The Chancellor of the TIE has an original Van Gough painting in his luxurious spaceship. It’s spelled Van Gogh. Cardinal Erik of the Vatican is “a sour-faced man who looked to Rhys with an expression of intense dislike.” (p. 10) He always wears his sumptuous scarlet-&-gold robes, and speaks with an “oily voice”. “Cardinal Erik licked his lips maliciously.” “Cardinal Erik said with a smile that filled Rhys with dread.” “Cardinal Erik twisted his face into a look of concentration; it appeared to be quite an effort for him not to look disdainful.” “With an unnecessary flourish of his robes, Cardinal Erik stalked off […]” (pgs. 16 and 17) Can you guess that Cardinal Erik is a villain?
More pertinently, the 3- or 4-foot tall furry starats have been omnipresent for over 250 years, performing menial labor, but nobody in the Terran Interplanetary Empire has ever noticed that they are more than just simple and happy “rodents”. (In the rival Centaurian Governance of Planets, they have full equality and can openly hold complex jobs.) The parallels with 19th-century African-Americans is obvious, but while the South may have worked to promote the “happy but simple natives” image into the mid-20th-century, the social leaders in the South knew the difference.
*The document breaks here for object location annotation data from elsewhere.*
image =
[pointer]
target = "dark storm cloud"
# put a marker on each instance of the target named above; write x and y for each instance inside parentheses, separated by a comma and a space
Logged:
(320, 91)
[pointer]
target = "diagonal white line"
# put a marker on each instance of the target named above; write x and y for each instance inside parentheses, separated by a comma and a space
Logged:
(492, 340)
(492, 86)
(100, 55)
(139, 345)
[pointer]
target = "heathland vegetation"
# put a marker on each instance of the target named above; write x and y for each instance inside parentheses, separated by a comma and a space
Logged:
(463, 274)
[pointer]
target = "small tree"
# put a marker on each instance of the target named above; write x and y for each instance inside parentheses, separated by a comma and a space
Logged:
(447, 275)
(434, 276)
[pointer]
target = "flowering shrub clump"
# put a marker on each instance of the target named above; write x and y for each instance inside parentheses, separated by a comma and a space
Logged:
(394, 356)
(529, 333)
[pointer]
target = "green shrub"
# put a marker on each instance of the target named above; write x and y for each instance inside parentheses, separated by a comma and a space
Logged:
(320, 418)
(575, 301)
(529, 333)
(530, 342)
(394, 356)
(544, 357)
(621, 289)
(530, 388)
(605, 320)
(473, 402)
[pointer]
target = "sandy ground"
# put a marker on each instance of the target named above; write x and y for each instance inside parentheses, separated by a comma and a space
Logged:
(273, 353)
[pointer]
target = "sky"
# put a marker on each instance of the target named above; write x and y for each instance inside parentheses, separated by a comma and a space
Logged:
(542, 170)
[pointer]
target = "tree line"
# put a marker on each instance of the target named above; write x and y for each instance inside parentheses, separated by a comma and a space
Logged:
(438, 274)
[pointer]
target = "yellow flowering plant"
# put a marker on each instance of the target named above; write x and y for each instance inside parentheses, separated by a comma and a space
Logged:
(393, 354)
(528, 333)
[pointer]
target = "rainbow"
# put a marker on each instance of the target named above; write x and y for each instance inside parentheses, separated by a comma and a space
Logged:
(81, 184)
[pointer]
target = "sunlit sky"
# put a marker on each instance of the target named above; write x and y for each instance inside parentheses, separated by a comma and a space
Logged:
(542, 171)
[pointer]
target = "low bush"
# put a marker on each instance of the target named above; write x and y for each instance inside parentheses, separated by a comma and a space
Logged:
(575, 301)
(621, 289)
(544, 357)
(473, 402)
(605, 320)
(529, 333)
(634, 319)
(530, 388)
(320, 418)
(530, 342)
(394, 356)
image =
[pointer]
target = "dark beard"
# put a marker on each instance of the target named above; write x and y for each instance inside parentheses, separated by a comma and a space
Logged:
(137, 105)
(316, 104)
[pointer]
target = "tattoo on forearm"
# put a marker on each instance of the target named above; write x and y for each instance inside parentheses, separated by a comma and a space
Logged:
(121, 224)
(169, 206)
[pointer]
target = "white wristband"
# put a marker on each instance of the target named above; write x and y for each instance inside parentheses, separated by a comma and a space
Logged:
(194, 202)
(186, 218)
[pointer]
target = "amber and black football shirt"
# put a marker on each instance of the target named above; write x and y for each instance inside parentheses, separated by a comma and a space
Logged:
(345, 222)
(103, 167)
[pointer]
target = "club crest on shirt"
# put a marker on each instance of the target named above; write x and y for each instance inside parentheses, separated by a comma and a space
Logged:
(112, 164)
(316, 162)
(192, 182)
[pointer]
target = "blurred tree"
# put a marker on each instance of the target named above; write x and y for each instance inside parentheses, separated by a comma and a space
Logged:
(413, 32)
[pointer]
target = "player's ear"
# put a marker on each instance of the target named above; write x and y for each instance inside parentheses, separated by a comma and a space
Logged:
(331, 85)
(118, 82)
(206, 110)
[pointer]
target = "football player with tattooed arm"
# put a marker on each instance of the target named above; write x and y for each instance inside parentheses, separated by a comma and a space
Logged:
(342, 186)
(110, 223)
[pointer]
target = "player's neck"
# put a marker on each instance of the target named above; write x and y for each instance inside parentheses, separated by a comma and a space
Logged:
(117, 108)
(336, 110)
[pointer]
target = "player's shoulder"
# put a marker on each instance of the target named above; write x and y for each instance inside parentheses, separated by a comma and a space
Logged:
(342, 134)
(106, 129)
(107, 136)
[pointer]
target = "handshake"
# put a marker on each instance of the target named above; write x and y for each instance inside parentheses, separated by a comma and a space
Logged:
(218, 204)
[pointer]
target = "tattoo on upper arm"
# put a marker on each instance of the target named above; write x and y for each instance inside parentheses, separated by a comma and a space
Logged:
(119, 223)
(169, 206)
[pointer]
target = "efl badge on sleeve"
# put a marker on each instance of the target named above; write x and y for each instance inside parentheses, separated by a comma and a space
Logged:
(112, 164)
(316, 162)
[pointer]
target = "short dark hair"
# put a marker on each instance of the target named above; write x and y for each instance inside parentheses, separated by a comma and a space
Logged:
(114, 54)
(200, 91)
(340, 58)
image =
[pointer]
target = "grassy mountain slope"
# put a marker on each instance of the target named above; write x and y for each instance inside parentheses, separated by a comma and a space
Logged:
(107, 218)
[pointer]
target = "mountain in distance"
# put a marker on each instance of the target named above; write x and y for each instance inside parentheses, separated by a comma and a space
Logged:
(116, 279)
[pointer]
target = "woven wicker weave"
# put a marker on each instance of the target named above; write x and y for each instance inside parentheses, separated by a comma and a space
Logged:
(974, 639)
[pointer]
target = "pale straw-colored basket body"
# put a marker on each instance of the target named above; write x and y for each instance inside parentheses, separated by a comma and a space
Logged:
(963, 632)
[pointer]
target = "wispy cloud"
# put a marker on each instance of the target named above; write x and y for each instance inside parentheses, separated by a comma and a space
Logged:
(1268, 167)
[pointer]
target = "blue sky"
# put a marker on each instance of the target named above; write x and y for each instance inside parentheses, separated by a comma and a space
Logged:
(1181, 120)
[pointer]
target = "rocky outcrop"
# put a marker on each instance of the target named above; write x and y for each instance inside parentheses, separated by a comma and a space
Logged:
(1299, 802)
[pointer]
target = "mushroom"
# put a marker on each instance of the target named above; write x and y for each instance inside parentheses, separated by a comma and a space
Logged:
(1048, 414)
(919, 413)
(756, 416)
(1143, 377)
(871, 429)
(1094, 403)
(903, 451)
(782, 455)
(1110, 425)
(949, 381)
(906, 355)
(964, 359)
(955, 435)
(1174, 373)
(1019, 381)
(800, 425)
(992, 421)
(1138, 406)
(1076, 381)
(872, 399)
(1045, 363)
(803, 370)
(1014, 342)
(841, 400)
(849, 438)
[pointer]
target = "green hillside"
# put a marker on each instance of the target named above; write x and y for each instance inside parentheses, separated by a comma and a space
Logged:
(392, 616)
Here everyone in the TIE government and military is taken by surprise that the starats are intelligent enough to be unhappy about being held down and patronized as morons.
Reborn (cover by Samuel Hogan) is dramatic and well-enough written to hold your interest if you don’t have anything better to read; and it’s a feel-good adventure to identify with the furry starats as they get humans in the TIE to pay attention to them.